Dr Paul – Commodity Analysis 27th Jan 2015

Gold and commodities

The Gold market is at a very important juncture. Is the 100$ move north in January the start of a new impulsive wave or merely a corrective wave preceding further downside.

At present the daily view shows a Gartley in process and from that we should see a selloff to at least 62% of the upswing. The G222 is shown in the first chart and the second shows the target.

1

If the Gartley pattern should fail then that would be very positive for Gold and add to the case that the bear trend in Gold is complete and that the treble bottom shown on the third weekly chart is holding. The Macd is showing bullish normal divergence which adds to the evidence of a bottom.

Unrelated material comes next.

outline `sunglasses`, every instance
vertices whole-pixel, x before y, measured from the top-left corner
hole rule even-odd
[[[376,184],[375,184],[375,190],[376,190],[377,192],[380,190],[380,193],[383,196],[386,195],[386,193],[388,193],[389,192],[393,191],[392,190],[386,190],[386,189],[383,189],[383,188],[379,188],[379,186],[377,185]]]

Those holding Gold shares on a long term view should give the Gold market the benefit of the doubt and hold a bit longer.

Traders should watch very carefully. If this bottom can hold there can be a massive move in marginal Gold stocks.

3 2

All commodities look pretty much the same including the softs of Soybeans and wheat. All have had protracted bear markets but still precious little confirmation of a turn.

The oil market is still on the way down but sitting on long term support that’s been in place for many years.

Dr Paul - Commodity Analysis

Please remember that a long and tough bear market is a pre requisite for a strong bull market in the future.

I am watching BIL for an entry but it’s still early. In the UK there are dozens of oil stocks both large and miniscule that are worthy of attention.

It’s a very exciting time in commodity related stocks. That’s an insight that’s missing from the popular debate.